Is now the right time to buy an Investment Property?

The rental property market is very strong in all the major cities around Australia and finding one that ticks all the boxes can be hard. Realistically if you have a steady income and your job is secure, its never been a better time to buy with interest rates around 5%, you can find lots of positive geared properties. The question is how will the property you purchase assist you to build your wealth? Even positive geared properties can have a negative impact on your future wealth with expensive capital costs down the track, so choosing the right property is vital.

It really comes down to the economics of the purchase and the potential for capital gain. I’ve seen hundreds of clients with rental properties make low to moderate long term gains, the clients that have excelled at building their Real Net Wealth in property have used my 10 tips to purchasing a growth property.

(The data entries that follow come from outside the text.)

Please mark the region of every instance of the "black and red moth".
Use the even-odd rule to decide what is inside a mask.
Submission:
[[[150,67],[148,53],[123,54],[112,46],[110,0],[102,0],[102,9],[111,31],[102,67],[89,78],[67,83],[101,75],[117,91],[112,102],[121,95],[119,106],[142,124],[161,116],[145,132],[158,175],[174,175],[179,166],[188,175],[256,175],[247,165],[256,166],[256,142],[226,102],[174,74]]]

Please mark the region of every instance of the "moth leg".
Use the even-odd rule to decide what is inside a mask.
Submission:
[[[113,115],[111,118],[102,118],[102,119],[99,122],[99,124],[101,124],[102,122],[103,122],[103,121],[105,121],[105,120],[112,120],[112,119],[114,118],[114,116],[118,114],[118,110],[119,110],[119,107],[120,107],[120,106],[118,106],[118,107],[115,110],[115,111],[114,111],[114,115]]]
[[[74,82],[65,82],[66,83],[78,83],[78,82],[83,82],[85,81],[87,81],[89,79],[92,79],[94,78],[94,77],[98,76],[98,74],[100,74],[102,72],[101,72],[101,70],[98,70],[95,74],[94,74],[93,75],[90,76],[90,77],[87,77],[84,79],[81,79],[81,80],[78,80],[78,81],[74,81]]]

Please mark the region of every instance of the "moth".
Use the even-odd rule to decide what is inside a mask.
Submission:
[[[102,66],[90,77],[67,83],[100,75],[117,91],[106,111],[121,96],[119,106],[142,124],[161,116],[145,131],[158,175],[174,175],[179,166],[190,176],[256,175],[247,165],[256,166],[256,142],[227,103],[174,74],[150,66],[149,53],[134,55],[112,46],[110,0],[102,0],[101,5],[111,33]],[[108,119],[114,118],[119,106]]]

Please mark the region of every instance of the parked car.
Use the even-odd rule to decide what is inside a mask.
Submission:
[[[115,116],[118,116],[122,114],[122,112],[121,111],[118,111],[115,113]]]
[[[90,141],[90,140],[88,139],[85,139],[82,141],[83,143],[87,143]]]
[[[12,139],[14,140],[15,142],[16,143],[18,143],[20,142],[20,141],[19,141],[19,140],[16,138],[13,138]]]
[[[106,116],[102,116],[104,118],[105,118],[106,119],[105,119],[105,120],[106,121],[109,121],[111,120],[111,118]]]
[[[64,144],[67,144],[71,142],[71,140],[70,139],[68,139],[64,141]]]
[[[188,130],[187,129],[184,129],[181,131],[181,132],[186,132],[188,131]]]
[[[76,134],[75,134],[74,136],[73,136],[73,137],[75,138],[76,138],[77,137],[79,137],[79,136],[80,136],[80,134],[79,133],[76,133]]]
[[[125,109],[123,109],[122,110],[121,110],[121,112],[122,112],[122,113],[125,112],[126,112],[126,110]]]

  1. Research the suburb to find out what type of properties are in demand, what are selling at a premium and target properties which are undervalued in this category.
  2. Find property that is livable and doesnt require major structural renovations (or factor that into you buying price)
  3. Look for a property in an established area,  close to public transport/universities (not primary schools)/shops/parks etc
  4. Look for undervalued property (ugly properties, bad colours/carpets/kitchens) but with good floor plans.
  5. look for property with multiple uses eg, has a granny flat/office/workshop – additional rental opportunities
  6. look for properties that have potential to rent each room/upstairs downstairs close to universities etc
  7. Do the cash flow analysis find out how much it will cost you… factor in estimates for depreciation and Tax benefits
  8. Buy the property in the right names/structure.. eg Property Trust or seek tax advise as to who’s name you should buy the property in. Property trust are a fantastic vehicle if the property is positively geared it has the potential to save you thousands each year in tax, and even more saving to be had to reduce Capital Gains Tax
  9. Choose the right loan, go interest only, structure your loan with an offset account rather than a redraw (this will assist you from a tax point of view in the future should you wish to move back into your rental)
  10. Negotiate – get familiar with the way real estates agents work, and learn negotiation techniques to deal with them… you can save 10’s of thousands – its worth the investment!!